The way we heat our homes is changing. For reasons of environmentalism and sustainability, the traditional methods of using gas heating systems are gradually becoming less common, and gas heating will probably become obsolete within the next twenty years. One of the most popular alternatives is electric heating, but it’s important to know the costs involved before deciding to go down the electric route.

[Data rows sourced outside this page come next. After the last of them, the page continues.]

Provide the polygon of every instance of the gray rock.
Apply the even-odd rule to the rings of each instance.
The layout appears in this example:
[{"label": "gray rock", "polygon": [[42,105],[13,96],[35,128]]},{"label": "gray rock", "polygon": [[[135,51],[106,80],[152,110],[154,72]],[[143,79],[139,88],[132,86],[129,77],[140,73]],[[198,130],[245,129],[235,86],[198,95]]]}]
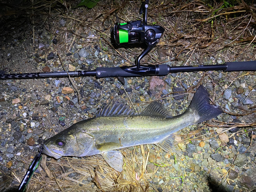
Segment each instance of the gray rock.
[{"label": "gray rock", "polygon": [[222,157],[221,157],[221,155],[218,153],[215,153],[214,154],[211,154],[210,156],[215,161],[217,161],[218,162],[222,161]]},{"label": "gray rock", "polygon": [[254,185],[254,182],[252,179],[250,177],[245,175],[241,177],[240,182],[241,184],[248,188],[251,188]]},{"label": "gray rock", "polygon": [[205,153],[204,154],[204,159],[208,159],[209,157],[210,157],[210,154],[209,153]]},{"label": "gray rock", "polygon": [[12,157],[13,157],[14,155],[12,154],[8,153],[6,154],[6,157],[8,159],[11,159]]},{"label": "gray rock", "polygon": [[164,95],[167,94],[169,92],[167,91],[166,90],[164,89],[162,91],[162,93],[163,93]]},{"label": "gray rock", "polygon": [[43,130],[35,130],[33,131],[33,133],[35,134],[35,135],[40,135],[41,134],[42,132],[44,132]]},{"label": "gray rock", "polygon": [[228,176],[228,178],[230,179],[234,180],[237,178],[238,177],[238,174],[237,173],[237,172],[231,169],[229,171],[229,175]]},{"label": "gray rock", "polygon": [[244,146],[242,146],[239,150],[238,150],[238,151],[239,152],[239,153],[240,154],[243,154],[245,151],[246,151],[247,148],[245,147]]},{"label": "gray rock", "polygon": [[173,91],[174,92],[181,92],[181,93],[174,93],[174,99],[176,100],[182,99],[184,98],[184,95],[180,95],[181,93],[182,93],[182,92],[184,91],[183,89],[181,88],[177,88],[176,87],[174,87],[173,89]]},{"label": "gray rock", "polygon": [[7,148],[6,151],[8,153],[12,153],[13,152],[14,150],[14,147],[13,146],[10,146]]},{"label": "gray rock", "polygon": [[213,139],[211,140],[211,141],[210,142],[210,147],[215,150],[216,150],[220,147],[219,144],[215,139]]},{"label": "gray rock", "polygon": [[201,164],[202,166],[206,167],[208,165],[208,161],[207,159],[204,159],[202,161],[202,163],[201,163]]},{"label": "gray rock", "polygon": [[89,65],[92,65],[92,63],[93,62],[93,61],[94,61],[94,60],[93,59],[86,59],[86,62]]},{"label": "gray rock", "polygon": [[229,89],[226,89],[224,91],[223,94],[223,98],[226,99],[229,99],[231,97],[231,93],[232,93],[232,91],[231,90]]},{"label": "gray rock", "polygon": [[191,143],[188,143],[187,145],[187,149],[186,152],[189,153],[196,153],[197,152],[197,146],[195,145],[193,145]]},{"label": "gray rock", "polygon": [[195,166],[195,172],[199,172],[200,170],[200,167],[198,165],[196,165]]},{"label": "gray rock", "polygon": [[89,53],[86,51],[84,48],[82,48],[79,50],[78,54],[81,57],[86,57],[89,55]]},{"label": "gray rock", "polygon": [[66,20],[63,19],[60,19],[59,23],[62,27],[64,27],[66,25]]},{"label": "gray rock", "polygon": [[16,131],[14,133],[12,136],[14,137],[14,139],[18,140],[20,137],[22,137],[22,134],[19,131]]},{"label": "gray rock", "polygon": [[79,57],[79,56],[78,56],[78,54],[77,54],[77,53],[75,53],[74,54],[74,58],[75,59],[78,59]]},{"label": "gray rock", "polygon": [[246,159],[247,159],[245,154],[238,154],[233,163],[239,167],[241,167],[245,164]]},{"label": "gray rock", "polygon": [[241,99],[242,102],[243,104],[253,104],[253,101],[248,98]]}]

The UK currently has an electricity charge of 10-15p per kWh. This is more expensive than the gas charge which is 3.5-4p per kWh. However, as with any heating system it all boils down to the rate of usage. A larger room will cost more to heat and the length of time you keep the heating on for will have a considerable effect on the costs. An average house consisting of three bedrooms, a living room and a kitchen would cost roughly £12 a day to heat (assuming the heating was left on for no more than seven hours) which if switched on for six months in the year adds up to an annual figure of £2,456. However, this is a rough figure which will vary by household, so let’s look at some of the other costs involved.
The cost of actually installing a heating system is where electric easily trumps any of the other available types. An electric heating system can be installed for as low as £1000, which given their durability is a highly cost effective figure. Compare this to a traditional storage heater where the minimum installation cost is around £1500. Although the price difference isn’t that large, storage heaters are low on efficiency and tend to cost a lot more money in the long run than the electric equivalent. Electric heaters don’t require pipework or a flue and because they have so few parts they require very little maintenance. Most other heaters require annual servicing which adds to the running costs.
Because of their low installation and maintenance costs, most of the expense involved in electric heating comes from the actual function. Because of the high price of electricity, heating an average home for large amounts of time in the winter months can be expensive. Modern electric appliances try to reduce costs through tariffs such as Economy 7 and Economy 10, or through night storage heaters that exploit a cheaper night-time rate to lower costs. The most efficient system is electric radiators, since you can vary the temperature of each individual radiator or just turn them off when the room is warm enough. With any heating system, the expense will always vary and the best thing you can do is make a decision based on your heating needs, while keeping an eye on the figures and the experiences of other customers.